A quoi bon poursuivre l’analyse minutieuse de ces scènes enfantines qui se répètent et se prolongent trop longuement ? C’est le loup qui emporte une brebis que Robin délivre ; puis des scènes de jalousie à propos de Perrette, des fiançailles, des médisances, des caquetages, et des chansons encore, jusqu’au moment où Robin, menant la tresque, entraîne après lui, dans cette manière de farandole, bergers et bergères ; et tout ce petit monde gracieux disparaît en dansant.

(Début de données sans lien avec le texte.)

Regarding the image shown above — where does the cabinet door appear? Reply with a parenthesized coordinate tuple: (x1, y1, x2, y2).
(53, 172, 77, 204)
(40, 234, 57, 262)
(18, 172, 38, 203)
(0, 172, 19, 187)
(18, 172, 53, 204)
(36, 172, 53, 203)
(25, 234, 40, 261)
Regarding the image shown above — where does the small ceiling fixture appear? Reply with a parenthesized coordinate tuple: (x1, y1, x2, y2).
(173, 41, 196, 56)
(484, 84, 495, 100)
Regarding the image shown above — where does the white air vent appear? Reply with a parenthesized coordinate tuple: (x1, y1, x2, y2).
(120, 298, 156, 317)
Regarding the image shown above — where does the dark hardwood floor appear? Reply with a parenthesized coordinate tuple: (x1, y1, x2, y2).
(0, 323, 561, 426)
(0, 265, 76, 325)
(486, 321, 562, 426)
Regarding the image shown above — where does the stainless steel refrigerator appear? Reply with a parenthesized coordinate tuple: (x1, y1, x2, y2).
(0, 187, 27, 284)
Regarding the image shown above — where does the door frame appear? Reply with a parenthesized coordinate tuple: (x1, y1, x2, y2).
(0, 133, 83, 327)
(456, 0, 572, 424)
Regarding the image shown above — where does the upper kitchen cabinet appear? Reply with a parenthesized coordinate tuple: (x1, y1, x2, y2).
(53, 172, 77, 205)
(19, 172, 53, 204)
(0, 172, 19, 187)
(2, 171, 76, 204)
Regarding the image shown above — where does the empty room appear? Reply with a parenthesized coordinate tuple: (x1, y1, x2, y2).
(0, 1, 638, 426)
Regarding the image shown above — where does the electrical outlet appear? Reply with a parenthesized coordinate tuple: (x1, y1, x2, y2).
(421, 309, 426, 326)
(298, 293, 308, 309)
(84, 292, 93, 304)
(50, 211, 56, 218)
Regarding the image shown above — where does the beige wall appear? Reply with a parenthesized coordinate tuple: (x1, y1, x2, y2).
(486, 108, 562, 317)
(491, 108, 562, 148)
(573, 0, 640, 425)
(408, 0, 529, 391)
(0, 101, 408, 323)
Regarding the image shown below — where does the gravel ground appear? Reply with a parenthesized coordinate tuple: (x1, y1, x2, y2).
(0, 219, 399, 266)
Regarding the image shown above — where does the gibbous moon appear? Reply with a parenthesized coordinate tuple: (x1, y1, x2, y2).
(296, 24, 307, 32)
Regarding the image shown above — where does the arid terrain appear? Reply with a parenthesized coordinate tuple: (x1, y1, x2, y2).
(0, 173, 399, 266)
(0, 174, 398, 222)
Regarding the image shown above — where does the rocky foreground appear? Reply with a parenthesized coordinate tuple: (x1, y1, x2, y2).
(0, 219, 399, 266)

N’est-il pas vrai que ce Jeu de Robin et de Marion répond, après tout, aux conditions du genre très secondaire de la pastorale, et qu’il excite, comme Fontenelle le réclame de toute églogue, « une surprise douce et une petite admiration ? » Adam a traité ses personnages avec agrément et virtuosité, avec le degré d’ironie et de sympathie qui convient. Les figures n’y sont plus schématiques, comme dans le Jeu de la Feuillée ; ses petits bergers vivent réellement. Il serait certes disproportionné d’analyser leur caractère : leur âme peu complexe n’est faite que de chansons et d’amourettes. Robin et Marion sont les frère et sœur aînés et ignorés de Rose et de Colas, d’Annette et de Lubin, de ces couples mignards si nombreux dans notre histoire littéraire, depuis la chantefable d’''Aucassin et Nicolete jusqu’aux poèmes bocagers de Hardy, jusqu’aux églogues de Florian et de Gessner, jusqu’au Devin de village.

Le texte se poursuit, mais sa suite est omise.